Under the leadership of Librarian of Congress Carla Hayden, the library has become increasingly active in bringing performance history documents to life. A visit to the library by the cast of Aaron Sorkin’s adaptation of To Kill a Mockingbird a few years ago, organized by then-House Speaker Nancy Pelosi, D-Calif., cemented the Broadway connection. The connection to the theater, of course, has always been strong on paper—the library houses important collections of towering figures in musical theater, including Richard Rodgers, Oscar Hammerstein II, and Leonard Bernstein.

Connections

As is often true, life is all about relationships. The Mockingbird visit forged a relationship with Broadway publicist Rick Miramontez, who presented Mockingbird and also handled Hadestown. This helped pave the way for the “Hadestown” donation.

“It’s really meaningful to the people who make art, who work their whole lives to create something that lasts beyond the moment,” said Mara Isaacs, one of Hadestown’s executive producers, who traveled to Washington with the cast . “For a piece of art to have such resonance so that future generations can look at it – that’s the dream.”

Isaacs accidentally plucks one of the countless objects the library will hold: the tenor guitar played by Reeve Carney, the original Orpheus in the 2018 London production of Hadestown. For several years, Isaacs said, the instrument sat in a closet in her New Jersey home. She giggled appreciatively at the thought of the guitar’s new archival significance.

Other donated memorabilia spans the extraordinarily long gestation period of “Hadestown,” among them: a postcard from a 2006 community theater production of “Hadestown” in Vermont, sample copies of a 2010 concept album, and Mitchell’s voice notes for musical numbers while the production was being prepared for Broadway under the direction of Rachel Chavkin.

Pop singer Betty Ko, a recent addition to the production as Persephone, wife of Hades (Philip Boykin), said she found new inspiration in being invited to the library to perform. All of the show’s principals were in attendance at the library theater Tuesday, including Carney, Boykin, Solea Pfeiffer as Eurydice and Lilias White as Hermes, as well as the actresses playing the three Fates and five members of Hades’ worker chorus.

“It confirms for me the transformative power of music,” noted Betty Coy (born Jessica Ann Newham).
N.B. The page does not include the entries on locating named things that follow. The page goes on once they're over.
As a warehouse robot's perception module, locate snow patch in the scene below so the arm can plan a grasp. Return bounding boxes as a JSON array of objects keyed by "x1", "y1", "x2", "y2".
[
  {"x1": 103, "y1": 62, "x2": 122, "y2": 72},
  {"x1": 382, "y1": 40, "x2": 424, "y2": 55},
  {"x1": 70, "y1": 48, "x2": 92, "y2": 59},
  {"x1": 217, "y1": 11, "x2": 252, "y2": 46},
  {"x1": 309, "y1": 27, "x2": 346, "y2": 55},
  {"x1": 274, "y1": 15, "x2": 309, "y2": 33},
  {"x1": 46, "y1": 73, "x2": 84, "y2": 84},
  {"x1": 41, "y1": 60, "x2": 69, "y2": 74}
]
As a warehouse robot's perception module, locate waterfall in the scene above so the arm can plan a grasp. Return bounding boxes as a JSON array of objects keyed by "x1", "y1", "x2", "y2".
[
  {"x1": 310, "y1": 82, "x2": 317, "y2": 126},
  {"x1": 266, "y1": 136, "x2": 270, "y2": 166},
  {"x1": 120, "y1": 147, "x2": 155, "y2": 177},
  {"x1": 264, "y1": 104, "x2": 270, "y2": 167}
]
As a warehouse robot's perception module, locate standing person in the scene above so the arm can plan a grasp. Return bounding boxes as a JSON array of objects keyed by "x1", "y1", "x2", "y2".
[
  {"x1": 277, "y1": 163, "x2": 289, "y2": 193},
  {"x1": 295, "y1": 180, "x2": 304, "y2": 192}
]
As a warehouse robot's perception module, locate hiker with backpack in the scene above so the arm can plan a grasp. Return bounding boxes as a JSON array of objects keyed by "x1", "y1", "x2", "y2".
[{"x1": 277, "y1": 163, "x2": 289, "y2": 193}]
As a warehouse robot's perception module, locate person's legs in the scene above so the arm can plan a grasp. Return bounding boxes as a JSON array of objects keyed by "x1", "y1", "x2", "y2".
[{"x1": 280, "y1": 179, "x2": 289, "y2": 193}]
That music, for a noisy room full of DC-area teenagers, was a mini-concert of eight “Hadestown” numbers, including “All I’ve Ever Known,” “Way Down Hadestown,” “Our Lady of the Underground” and “Wait for me.”

For most of the performance, Mitchell sat in the second row of the auditorium, playing his own compositions (the seven-piece Broadway band, conducted by Liam Robinson, provided accompaniment). At times she seemed overcome by the improbability of the moment. “There are so many things in this show,” she said, “that I didn’t expect.”